Opinion

Living with the aging clock

Even as many people dream of living to 100 or beyond, many among the elderly do not want to live longer. They think living too long can will lead to age-related diseases and rob them of their ability and creativity.

Living longer with a disability, they believe, will make them feeble and ineffectual! They do not want to live counting their days with a new ache or pain of uncertain duration, adding to their existing maladies.

So they want a healthy life right up to the day they die! It is not hyperbole, but a state that is worse than death!

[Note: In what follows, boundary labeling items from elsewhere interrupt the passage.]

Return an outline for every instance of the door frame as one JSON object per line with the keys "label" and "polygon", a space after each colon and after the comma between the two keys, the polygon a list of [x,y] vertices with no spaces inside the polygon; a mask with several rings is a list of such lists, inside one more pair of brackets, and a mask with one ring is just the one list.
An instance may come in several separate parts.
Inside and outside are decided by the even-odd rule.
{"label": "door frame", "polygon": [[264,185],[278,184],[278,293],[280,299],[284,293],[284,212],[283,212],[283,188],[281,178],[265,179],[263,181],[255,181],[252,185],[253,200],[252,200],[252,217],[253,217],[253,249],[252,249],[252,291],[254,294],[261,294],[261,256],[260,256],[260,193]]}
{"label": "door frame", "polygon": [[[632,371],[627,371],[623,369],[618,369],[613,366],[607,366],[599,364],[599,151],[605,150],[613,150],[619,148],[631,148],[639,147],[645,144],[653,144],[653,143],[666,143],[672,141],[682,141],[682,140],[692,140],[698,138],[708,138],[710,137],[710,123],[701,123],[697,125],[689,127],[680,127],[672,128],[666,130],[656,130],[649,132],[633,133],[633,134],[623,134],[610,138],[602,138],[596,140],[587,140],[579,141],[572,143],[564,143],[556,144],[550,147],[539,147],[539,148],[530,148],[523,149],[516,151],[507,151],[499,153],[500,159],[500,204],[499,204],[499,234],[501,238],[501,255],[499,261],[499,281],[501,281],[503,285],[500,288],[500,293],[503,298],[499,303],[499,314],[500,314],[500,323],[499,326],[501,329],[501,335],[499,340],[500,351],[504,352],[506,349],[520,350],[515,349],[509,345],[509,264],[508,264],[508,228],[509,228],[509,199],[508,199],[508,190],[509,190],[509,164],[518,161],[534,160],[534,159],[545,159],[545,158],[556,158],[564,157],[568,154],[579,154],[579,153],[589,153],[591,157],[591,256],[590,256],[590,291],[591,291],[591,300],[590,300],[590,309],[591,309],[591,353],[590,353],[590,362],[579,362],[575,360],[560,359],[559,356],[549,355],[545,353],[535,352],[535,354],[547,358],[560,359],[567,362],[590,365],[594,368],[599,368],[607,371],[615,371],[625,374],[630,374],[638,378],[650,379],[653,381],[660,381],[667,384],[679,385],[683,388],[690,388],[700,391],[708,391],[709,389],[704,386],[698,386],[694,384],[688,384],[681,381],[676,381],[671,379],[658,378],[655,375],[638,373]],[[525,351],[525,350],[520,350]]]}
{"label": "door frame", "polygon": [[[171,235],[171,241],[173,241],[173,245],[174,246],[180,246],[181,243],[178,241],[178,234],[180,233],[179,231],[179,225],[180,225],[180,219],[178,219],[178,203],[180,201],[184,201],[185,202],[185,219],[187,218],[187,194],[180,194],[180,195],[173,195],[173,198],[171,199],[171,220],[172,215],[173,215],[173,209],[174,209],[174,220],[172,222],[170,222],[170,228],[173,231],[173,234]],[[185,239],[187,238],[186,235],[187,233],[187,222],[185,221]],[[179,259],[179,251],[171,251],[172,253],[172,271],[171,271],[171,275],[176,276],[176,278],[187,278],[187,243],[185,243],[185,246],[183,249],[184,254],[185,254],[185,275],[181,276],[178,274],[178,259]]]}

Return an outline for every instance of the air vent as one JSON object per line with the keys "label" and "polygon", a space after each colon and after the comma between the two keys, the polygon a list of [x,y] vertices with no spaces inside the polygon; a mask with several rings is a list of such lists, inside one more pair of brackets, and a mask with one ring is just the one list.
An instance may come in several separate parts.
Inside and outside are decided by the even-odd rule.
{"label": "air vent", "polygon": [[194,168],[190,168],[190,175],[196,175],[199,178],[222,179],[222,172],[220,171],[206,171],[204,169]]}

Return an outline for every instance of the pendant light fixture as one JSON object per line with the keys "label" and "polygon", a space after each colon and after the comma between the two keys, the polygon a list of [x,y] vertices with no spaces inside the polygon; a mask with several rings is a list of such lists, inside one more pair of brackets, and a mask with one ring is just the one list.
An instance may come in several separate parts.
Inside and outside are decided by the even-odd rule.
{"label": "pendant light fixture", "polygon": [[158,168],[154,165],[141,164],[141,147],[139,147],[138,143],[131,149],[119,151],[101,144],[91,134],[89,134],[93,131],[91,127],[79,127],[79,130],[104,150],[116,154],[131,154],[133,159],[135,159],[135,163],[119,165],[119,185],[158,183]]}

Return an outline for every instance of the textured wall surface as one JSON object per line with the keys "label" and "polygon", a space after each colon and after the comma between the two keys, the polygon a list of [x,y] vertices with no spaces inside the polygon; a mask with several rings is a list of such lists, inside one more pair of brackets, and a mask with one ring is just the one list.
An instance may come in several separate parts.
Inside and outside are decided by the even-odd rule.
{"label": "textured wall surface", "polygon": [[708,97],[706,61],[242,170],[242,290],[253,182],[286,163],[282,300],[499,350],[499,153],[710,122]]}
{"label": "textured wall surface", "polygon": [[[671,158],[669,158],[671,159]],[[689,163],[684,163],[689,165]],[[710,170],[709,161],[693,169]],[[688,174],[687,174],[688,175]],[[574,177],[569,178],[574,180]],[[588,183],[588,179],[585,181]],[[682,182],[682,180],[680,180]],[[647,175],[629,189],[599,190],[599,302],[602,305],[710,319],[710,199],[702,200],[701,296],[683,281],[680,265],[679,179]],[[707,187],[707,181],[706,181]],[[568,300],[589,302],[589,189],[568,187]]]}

And the simple truth is that we humans live only a few years of our lives without diseases!

However, despite growing threats from age-related diseases or more years spent in poor health, life expectancy or life span (while both terms relate to the number of living years, they actually have different concepts) has increased dramatically around the globe.

The latest findings of a study forecast that global life expectancy will increase from 73.6 years of age in 2022 to 78.1 years of age in 2050. At the same time, the average number of years a person can expect to live in good health is expected to increase from 64.8 years in 2022 to only 67.4 years in 2050.

“Chronic ailments like heart disease, diabetes, cancer, and lung disease are expected to play a more powerful role than infectious diseases in how long people live,' researchers of the study “The Global Burden of Disease Study 2021” published in the Lancet point out.

This increase in global life expectancy is most significant in regions currently experiencing lower life expectancies, indicating a potential convergence in health outcomes worldwide, according to the Global Burden of Disease Study 2021.

Prior to this report, the McKinsey Health Institute expressed the same view in a report. According to it, inequality is still a major problem. There is an 18-year gap in average life expectancy between low- and high-income countries and a 30-year gap between the lowest and highest life expectancies.

“We are now spending more years in poor health than at any time in our history,' says the report quoted by the World Economic Forum. But it also says, “Things don’t have to be that way.”

Echoing the same view, a BBC report pointed out that while people might be expected to live more years with disease simply as a function of living longer in general, the average number of healthy years has decreased since 1998.

“We spend fewer years of our lives without disease, even though we live longer,' it said.

Aging, of course, is a reality and fact of life. People find themselves hitting a new age milestone each year, bringing about physical, emotional, and cognitive changes. This means aging occurs throughout our lives, right from the very beginning.

However, as studies suggest, with medical advances and a healthier lifestyle, we can enjoy more years of quality life, though we cannot expect to live the life of Jeanne Calment, the French woman and the oldest documented person to ever have lived.

She died in 1997 at the age of 122. It was reported that she smoked for all but the last five years of her life and ate more than two pounds of chocolate every week!

Sure, you have to die of something someday, but you may not have to die so soon. A good death demands a good life. Remember, what our ancestors taught us: “Don’t be excessive at the dining table; do exercises; avoid stress; and get a good and blissful sleep.”

Think that you still have more to contribute and leave the obsession about dying! After all, we’re part of life on earth!